The design was minutely modified in 1917. On the 1916 quarters, the drapery does not quite touch base; the big toe of Ms. Liberty's right foot (at the observer's left) slightly overlaps base. On the 1917 Type I's, the drapery is embedded in base; Ms. Liberty's big toe rests atop base but does not overlap it. This distinction has been used to identify 1916's so worn that the final digit was obscured.
In addition to possibly four Matte Proofs of regular design, there are one or two others lacking MacNeil's initial M on wall right of date, and in the Smithsonian Institution is at least one with initial M (adopted design) and a reverse with laurel branches where the stars normally would come.
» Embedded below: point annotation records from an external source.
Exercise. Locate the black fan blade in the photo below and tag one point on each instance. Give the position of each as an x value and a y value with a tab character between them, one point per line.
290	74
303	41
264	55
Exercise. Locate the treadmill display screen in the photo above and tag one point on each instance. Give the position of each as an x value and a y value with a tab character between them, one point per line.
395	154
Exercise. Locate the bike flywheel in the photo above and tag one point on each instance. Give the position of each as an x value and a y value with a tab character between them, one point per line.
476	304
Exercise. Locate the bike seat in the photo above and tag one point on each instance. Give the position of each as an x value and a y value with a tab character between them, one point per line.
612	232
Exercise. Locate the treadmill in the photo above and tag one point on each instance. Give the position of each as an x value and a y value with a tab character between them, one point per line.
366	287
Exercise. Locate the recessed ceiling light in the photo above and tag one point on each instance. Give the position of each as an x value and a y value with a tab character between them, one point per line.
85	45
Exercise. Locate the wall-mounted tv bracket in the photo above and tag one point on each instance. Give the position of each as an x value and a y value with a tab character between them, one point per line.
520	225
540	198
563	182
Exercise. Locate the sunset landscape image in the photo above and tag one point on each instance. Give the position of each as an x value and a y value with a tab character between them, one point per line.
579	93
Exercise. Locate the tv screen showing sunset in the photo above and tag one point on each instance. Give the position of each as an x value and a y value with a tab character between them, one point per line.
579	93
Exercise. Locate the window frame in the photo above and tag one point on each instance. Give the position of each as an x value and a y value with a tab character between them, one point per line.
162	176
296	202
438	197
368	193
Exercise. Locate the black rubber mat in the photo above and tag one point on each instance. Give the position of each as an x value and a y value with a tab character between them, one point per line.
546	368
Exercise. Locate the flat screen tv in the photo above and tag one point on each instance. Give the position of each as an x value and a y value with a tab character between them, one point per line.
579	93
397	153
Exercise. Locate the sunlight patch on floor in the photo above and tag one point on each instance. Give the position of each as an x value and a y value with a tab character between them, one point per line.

One other is reported with the same eagle die muled with the obverse without M. Specimens of all these are reported to survive in private hands, and it is also possible that specimens of the pattern without the M may repose in private collections unrecognized. There has been no legislation definitely establishing whether it is legal to hold or buy or sell any of these patterns, so that most transactions including them have been unpublicized.
In 1917 a total of some 12,253,200 were minted of the MacNeil design of first type without stars below eagle, from all three mints: a higher total than for any previous year since 1909. Public attitude to the new designs was favorable except in one quarter: the followers of the late and unlamented Anthony Comstock were beginning to raise a furor over the immorality of the coins, which had shown Ms. Liberty's (Doris Doscher's) bosom in exact detail. When their congressional supporters managed to reach the Treasury Department, the end was near for MacNeil's original conception.
Many of the 1917 Type I coins were saved by the public as supposedly first of their kind; evidently comparatively few had seen the 1916's. However, apparently at least four rolls of 1916's were saved, all long since singly dispersed. Type 1 quarter dollars of 1917 show the celebrated breast; the "cover-up" of the bosom in the same year is termed Type II.